Wearing red head bands and carrying sticks to warn city residents to adhere to the strike, children have been patrolling from morning until evening in several cities, according to CWIN.
There have been no safety measures for the children, in the event that there is a violent encounter with security forces, while many complain that they feel ill and weak, the NGO found.
"We strongly urge Maoist leaders to consider the vulnerabilities of the children and take responsible action by returning them to their homes," said Dhital.
Maoist leaders deny the allegations and say children have not been involved.
"The children simply followed their parents but are not directly participating in any of our activities," senior Maoist leader Lila Mani Pokhrel said during a meeting with human rights defenders in Nepalgunj, 500km southwest of Kathmandu.
Pokhrel is in charge of Maoist activities in the west - Nepal's most impoverished and food insecure region, where people survive on less than US$1 a day.
Activists at the meeting told IRIN that this is not the first time that Maoists have denied children's involvement in their political activities.
During the decade-long armed conflict, which officially ended in November 2006, the Maoists denied using children in their armed activities, but during the demobilization process, more than 3,000 child soldiers were released earlier this year under the supervision of the UN Mission to Nepal.
"The children have political rights, but how they exercise these rights should be carefully guided and nurtured. Involving them in street demonstrations is totally unsafe for the children," said Bhola Mahat, regional coordinator of the Nepalgunj-based human rights group, Informal Sector Service Centre (INSEC).

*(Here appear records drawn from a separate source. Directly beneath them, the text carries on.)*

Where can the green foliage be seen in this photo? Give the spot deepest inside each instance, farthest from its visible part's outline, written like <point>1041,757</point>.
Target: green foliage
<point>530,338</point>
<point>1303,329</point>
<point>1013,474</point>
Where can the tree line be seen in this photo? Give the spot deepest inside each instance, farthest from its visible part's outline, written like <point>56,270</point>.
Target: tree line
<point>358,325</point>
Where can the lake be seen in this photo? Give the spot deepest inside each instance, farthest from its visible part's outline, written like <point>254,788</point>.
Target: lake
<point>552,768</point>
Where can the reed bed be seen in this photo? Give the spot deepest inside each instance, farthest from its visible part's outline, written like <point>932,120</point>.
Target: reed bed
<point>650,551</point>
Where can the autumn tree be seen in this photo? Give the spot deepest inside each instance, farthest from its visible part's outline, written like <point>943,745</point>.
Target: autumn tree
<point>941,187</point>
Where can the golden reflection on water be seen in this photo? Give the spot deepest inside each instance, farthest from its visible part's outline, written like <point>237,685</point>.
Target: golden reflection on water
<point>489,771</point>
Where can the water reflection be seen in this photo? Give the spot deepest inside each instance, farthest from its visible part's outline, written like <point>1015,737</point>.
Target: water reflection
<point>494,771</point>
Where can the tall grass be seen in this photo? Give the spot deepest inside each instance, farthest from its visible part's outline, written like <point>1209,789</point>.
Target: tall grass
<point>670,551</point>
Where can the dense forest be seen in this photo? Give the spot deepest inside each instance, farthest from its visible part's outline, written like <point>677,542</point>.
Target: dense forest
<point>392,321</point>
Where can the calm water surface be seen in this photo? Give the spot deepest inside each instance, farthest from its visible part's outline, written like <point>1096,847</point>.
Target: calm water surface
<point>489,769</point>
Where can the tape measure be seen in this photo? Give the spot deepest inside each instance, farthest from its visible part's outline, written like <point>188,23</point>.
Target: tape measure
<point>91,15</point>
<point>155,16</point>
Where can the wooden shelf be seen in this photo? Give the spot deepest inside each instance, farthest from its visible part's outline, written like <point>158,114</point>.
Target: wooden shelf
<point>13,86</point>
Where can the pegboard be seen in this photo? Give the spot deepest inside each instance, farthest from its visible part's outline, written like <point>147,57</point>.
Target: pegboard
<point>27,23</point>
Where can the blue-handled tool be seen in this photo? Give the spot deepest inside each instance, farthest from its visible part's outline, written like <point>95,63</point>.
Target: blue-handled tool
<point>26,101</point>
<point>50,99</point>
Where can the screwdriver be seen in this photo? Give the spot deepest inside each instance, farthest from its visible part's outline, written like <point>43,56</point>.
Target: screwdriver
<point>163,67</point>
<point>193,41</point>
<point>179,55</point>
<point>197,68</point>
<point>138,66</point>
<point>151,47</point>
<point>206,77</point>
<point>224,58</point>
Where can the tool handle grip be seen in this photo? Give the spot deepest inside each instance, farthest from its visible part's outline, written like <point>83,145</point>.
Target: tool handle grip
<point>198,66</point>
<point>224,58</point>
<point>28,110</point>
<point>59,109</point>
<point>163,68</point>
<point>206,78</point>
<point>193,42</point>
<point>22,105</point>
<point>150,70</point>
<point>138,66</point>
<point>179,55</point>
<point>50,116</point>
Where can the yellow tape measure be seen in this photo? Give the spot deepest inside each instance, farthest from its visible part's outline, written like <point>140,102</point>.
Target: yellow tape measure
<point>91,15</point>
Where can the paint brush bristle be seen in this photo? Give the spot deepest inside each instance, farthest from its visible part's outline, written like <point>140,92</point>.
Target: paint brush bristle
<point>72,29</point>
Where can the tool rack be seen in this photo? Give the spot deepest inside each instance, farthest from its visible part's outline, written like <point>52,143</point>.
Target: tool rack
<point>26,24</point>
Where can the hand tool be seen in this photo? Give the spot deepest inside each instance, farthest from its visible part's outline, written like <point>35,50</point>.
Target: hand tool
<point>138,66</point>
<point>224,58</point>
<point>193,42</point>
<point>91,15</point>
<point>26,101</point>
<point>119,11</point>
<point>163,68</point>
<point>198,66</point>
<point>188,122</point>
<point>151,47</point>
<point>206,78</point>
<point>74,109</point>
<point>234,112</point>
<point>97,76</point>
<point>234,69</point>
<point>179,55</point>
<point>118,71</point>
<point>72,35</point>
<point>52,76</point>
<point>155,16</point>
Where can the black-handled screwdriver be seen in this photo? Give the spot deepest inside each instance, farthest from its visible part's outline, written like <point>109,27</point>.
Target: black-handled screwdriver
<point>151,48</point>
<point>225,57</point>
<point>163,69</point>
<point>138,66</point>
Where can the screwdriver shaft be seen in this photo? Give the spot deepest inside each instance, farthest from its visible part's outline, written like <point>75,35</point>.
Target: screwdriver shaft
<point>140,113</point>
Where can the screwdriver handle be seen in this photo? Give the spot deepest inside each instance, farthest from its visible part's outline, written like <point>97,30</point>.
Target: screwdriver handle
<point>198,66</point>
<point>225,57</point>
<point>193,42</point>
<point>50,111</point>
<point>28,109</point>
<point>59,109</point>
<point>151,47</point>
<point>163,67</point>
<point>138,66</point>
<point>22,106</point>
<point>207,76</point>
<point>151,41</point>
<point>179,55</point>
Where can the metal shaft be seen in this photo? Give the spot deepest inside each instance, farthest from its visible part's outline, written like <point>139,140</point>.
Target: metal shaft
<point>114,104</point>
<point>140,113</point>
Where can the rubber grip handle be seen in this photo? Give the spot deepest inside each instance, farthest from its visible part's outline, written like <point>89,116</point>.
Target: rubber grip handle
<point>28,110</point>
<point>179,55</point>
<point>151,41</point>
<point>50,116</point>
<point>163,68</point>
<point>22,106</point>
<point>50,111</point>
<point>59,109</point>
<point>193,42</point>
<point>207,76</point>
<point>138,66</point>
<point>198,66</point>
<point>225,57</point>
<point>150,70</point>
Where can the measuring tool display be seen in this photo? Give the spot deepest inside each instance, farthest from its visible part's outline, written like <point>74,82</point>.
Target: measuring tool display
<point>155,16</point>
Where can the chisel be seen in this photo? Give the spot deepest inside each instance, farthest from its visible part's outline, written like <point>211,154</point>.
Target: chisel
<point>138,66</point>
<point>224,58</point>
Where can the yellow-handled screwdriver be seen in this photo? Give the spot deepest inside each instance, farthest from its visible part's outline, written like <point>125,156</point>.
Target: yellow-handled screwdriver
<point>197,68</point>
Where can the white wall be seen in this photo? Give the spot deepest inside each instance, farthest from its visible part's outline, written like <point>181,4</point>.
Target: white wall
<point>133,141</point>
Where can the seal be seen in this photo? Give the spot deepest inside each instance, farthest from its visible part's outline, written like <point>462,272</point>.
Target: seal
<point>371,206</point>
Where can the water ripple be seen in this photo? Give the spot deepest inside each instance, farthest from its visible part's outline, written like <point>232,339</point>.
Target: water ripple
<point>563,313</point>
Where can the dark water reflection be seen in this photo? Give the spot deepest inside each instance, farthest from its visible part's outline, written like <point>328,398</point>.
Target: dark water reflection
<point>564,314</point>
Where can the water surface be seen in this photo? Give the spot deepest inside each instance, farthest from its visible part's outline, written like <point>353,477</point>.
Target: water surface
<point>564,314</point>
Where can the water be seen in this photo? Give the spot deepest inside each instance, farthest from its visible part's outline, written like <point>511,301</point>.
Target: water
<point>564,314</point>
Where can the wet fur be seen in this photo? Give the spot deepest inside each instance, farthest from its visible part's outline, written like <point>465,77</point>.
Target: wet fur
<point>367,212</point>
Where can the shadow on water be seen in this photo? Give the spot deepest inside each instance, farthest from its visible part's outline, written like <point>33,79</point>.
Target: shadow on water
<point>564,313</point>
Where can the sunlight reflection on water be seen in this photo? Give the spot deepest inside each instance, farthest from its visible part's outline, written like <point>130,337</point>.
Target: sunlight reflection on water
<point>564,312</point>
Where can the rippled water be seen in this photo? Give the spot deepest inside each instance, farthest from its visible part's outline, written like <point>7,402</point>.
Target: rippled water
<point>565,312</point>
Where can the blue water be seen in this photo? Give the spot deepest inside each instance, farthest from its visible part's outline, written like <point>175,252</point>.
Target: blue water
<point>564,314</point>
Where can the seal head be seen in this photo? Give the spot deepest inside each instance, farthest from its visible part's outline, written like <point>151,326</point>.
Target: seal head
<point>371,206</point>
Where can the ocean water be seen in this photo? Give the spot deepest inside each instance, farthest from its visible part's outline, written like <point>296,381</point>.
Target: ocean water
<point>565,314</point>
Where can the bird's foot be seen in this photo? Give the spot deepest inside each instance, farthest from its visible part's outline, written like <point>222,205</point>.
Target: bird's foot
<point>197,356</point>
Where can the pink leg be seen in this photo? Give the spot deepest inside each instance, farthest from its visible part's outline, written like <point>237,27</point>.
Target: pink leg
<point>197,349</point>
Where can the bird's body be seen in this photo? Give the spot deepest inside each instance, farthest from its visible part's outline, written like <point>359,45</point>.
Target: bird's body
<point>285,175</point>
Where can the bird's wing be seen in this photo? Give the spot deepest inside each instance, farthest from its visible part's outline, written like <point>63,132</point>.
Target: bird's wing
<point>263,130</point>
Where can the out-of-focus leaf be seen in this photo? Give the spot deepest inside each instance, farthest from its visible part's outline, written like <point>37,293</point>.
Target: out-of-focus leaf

According to INSEC, at least 15,000 villagers came to Nepalgunj, and many are staying in cramped conditions - in hotel hallways and school buildings - with no proper food to eat.
"The children remain vulnerable. They are not able to go to school, and most are getting sick and suffering from health problems," Mahat said.
Mahat is primarily worried about the children who are marching with their parents in Nepalgunj, where afternoon temperatures climb to 45 degrees Celsius.
"If this strike continues indefinitely, and children are not returned home, we will have a major disaster at hand. The Maoists have to act now in ensuring their safe return," added Mahat.
The UN Children's Fund (UNICEF) said Nepalese children are frequently used in political activities and protests, without their consent.
"They are often coerced or encouraged to play a lead role, sometimes even a violent role," said Gillian Mellsop, UNICEF representative in Nepal.
Mellsop urged political parties not to force children, or entice them with goods or money, to take part in political gatherings or demonstrations.